Par ailleurs, pour faire corps avec la société dans sa totalité, elle utilise quelque fois à dose homéopathique un langage quelque peu relâché, argotique même, pour faire un clin-d’œil à une grande partie de la société exclue de l’école pour tous de Jule Ferry. La crise est arrivée là.
Mais toi lààà, tu es devenu trop kookoo.
Celui qui mange une bassine de piment sans faire sss.

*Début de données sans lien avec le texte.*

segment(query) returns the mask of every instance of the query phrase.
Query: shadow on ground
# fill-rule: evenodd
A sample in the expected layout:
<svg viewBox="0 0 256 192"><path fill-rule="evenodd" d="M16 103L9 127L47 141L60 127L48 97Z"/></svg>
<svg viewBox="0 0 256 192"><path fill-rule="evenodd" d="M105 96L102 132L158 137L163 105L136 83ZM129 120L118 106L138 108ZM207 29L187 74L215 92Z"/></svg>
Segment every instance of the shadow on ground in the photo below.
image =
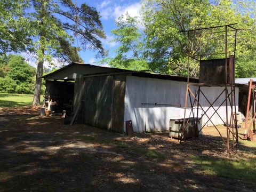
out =
<svg viewBox="0 0 256 192"><path fill-rule="evenodd" d="M202 141L180 145L166 133L128 138L65 125L63 118L39 117L38 111L5 109L0 115L1 191L252 190L242 181L202 174L191 161L191 155L223 153L221 143L209 150L207 139L198 147Z"/></svg>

Cette technique du théâtre-conte renvoie à un retour aux sources, qui replonge l’artiste dans son terreau d’inspiration légitime, négritudien, qui rappelle aux citoyens leur identité source de réveil.
Que conclure ?
Sinon, un immense plaisir du voyage d’Ulysse, je veux dire dans ce livre à thèse palpitant, qui à parler en moi, en nous, à travers le chant du retour aux sources, antidote de :
- La politique déviante de nos dirigéants, pas eux tous bien heureusement.
- Le népotisme ambiant.
- La fuite des cerveaux, handicape énorme pour le continent.
- Le manque d’amour.
- Le manque d’audace, de prise de risque.
- Le manque de justice.
Ce qui précède montre la maturité de le parler-chanter…Où l’écrivaine, peintre, poète, dramaturge, conteuse, chanteuse et romancière, dépeint non seulement l’histoire en elle enfouie, mais parle au monde dans son ensemble. Avec son cœur, son souffle qui est vie, son énergie, où elle mêle images, rythmes et métaphores à travers des mots de sa langue maternelle. Une lecture onomastique des noms est donc capitale. Par conséquent, toute lecture se voulant scientifique qui n’en tiendra pas compte serait lacunaire. Nous confessons.
Contribution à Bien-être littéraire, émission radio, sur l’œuvre de Wèrè Wèrè Liking le parler-chanter. le 11 mai 2014.